Alex Lebus

Text

Gegensätze

Alex Lebus hat ihr künstlerisches Hauptthema schon lange gefunden. Dies ist keinesfalls der Spiegel, wie auf den ersten Blick zu vermuten wäre, da er von der Künstlerin so häufig als bildnerisches Material genutzt wird. Die Spiegelungen sind jedoch kein Selbstzweck, sondern dienen ihr nur als Mittel zum Zweck, um eine dahinterliegende Frage­­stellung ästhetisch – quasi glasklar – zu formulieren. Im Kern geht es ihr jedoch um das große Thema der Inversion, der Umkehrung. Es ist die Lust am Widerspruch, an der Ver­kehrung der Dinge, an Ambivalen­zen und ihrer Enttarnung, die Alex Lebus umtreibt.

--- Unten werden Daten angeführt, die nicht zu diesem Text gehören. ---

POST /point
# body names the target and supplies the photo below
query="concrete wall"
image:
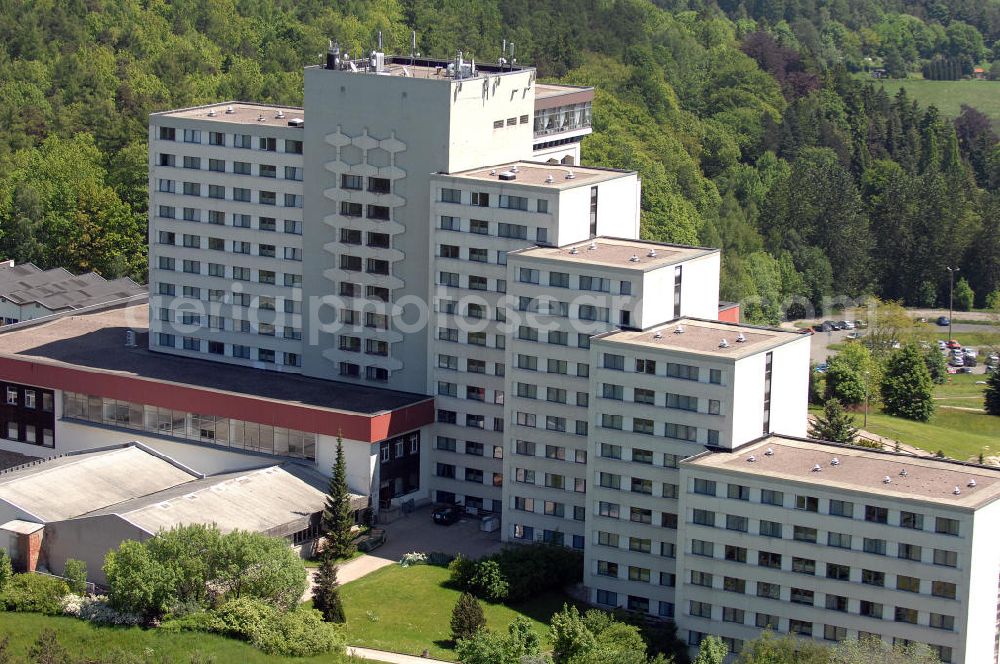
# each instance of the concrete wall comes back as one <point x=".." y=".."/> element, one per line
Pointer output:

Dass sie dafür Spiegel verwendet, liegt nahe. Deren doppelgesichtiges Wesen gaukelt uns vor, sie würden objektiv und in Echtzeit reflektieren, was vor ihnen sei. Dienen sie nicht aus diesen Gründen der Selbst­erkenntnis und kritischen Selbstbe­trachtung? Hinterrücks vertauschen Spiegel jedoch die Seiten, sodass sie das Gespiegelte bis zur Unkennt­lichkeit verfremden können.
Wir Menschen merken dies kaum, da unser Körper vergleichsweise sym­metrisch angelegt ist – aber schon bei der Spiegelschrift sind wir aufgeschmissen. Was sind Spiegel doch für geheimnisvolle und dialek­tische Werkzeuge! Sie verbreiten gerade da machtvoll und glänzend Falschheiten, wo wir Wahrheiten suchen. Diese tückische Eigenschaft macht sich Alex Lebus zunutze.

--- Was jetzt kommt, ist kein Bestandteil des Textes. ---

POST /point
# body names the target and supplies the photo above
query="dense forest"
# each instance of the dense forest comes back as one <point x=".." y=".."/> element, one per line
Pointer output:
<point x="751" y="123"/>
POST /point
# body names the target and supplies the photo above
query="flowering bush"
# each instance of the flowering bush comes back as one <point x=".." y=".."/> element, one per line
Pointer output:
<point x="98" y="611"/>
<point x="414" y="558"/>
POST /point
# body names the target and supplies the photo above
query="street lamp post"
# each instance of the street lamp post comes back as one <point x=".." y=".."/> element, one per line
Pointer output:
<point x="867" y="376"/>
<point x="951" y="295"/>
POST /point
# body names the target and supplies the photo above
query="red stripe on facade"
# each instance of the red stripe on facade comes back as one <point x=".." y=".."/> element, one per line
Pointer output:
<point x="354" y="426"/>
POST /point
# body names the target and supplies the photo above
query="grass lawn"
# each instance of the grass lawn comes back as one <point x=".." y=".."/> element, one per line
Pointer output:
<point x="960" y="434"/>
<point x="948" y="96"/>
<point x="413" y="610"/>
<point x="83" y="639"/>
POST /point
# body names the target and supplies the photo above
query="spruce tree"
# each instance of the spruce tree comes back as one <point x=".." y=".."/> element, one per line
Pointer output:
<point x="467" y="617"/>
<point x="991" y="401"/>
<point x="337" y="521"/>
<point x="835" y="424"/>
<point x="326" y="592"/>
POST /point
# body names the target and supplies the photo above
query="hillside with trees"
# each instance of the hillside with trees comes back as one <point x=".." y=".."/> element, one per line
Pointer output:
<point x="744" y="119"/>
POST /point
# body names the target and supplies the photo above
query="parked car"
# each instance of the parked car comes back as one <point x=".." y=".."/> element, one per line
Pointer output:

So lässt sie zum Beispiel das englische Wort »ME« spiegeln, das sich in einer optischen wie inhaltlichen Ver­wandlung in ein »WE« verkehrt. Die schnöde Drehung des Buch­stabens »M« geht mit einer poetischen und fast romantischen Wendung einher.
Das »Ich« hat plötzlich immer schon im »Wir« gesteckt, wie auch andersherum das »Wir« erst mit dem »Ich« entstehen kann: »Ich« und »Wir« bedingen einander. Dieser Erkenntnis ist der Betrachter just in dem Moment ausgesetzt, in dem er sich selbst spiegelt, was eine nochmalige Verwirr­ung darstellt. Ist  er in diesem Moment ein »Ich« oder ein »Wir«? Verliert sich der Einzelne in der Masse, ohne es zu merken – wie in Monty Pythons Film Das Leben des Brian, in dem die Menge unisono bestätigt: »Ja, wir sind alle Individuen?« Kann der Betrachter zu einer Erkenntnis gelangen, obwohl der Spiegel lügt? Es sind eben diese verqueren Verwirrungen und Paradoxien, aus denen Alex Lebus ihre Ideen schöpft und die sie – wiederum dem Denkmuster des Kon­t­rastes treu bleibend – in ästh­et­isch kühler Präzision künstlerisch umsetzt.
Schon sind wir bei einem zweitenkünstlerischen Mittel, das bei Alex Lebus‘ Arbeiten häufig vorzufinden ist und das ebenfalls dazu dient, Polaritäten aufzuspannen: die Schrift. Sie taucht in verschiedener Weise bei ihr auf, gern in Kombination mit Spiegeln. Stets bearbeitet die Künstlerin alte, bereits benutzte Spiegel, indem sie ihre Rückseiten partiell abkratzt, um beispiels­weise Begriffe wie Lust, INOUT oder haute Créature hervortreten zu lassen. Mit mechanischen Werkzeugen und diversen chemischen Hilfs­mitteln rückt die Künstlerin den in­dus­triell gefertigten Ober­flächen zu Leibe – Spiegel aus verschiedenen Zeiten erfordern unterschiedliche Be­handlungen, die Alex Lebus jedes Mal mühevoll neu erprobt. Wieder stoßen wir hierbei auf ein Gegensatz­paar, nämlich das von Stehenlassen und Abkratzen: Mal wird der Schriftzug entfernt, sodass der Be­trachter durch die Buchstaben hin­- durch hinter den Spiegel schauen kann; mal ist der Schriftzug der spiegelnde Teil, welcher die eigene Form zurückwirft, während die gesamt Restfläche, von der reflektierenden Schicht befreit, zu durchsichtigem Glas wird.
Es ist das alte Thema von Figur und Grund, was hier zum Tragen kommt. Dieses Vorgehen entpuppt sich als raffinierter Schachzug. Beim Betrachter gerät auf diese Weise die Gewissheit ins Wanken, was denn nun die Existenz des lesbaren Wortes ausmacht – das Entfernte oder das Verbliebene? Verunsicherungen dieser Art sind Teil des künstlerischen Manövers.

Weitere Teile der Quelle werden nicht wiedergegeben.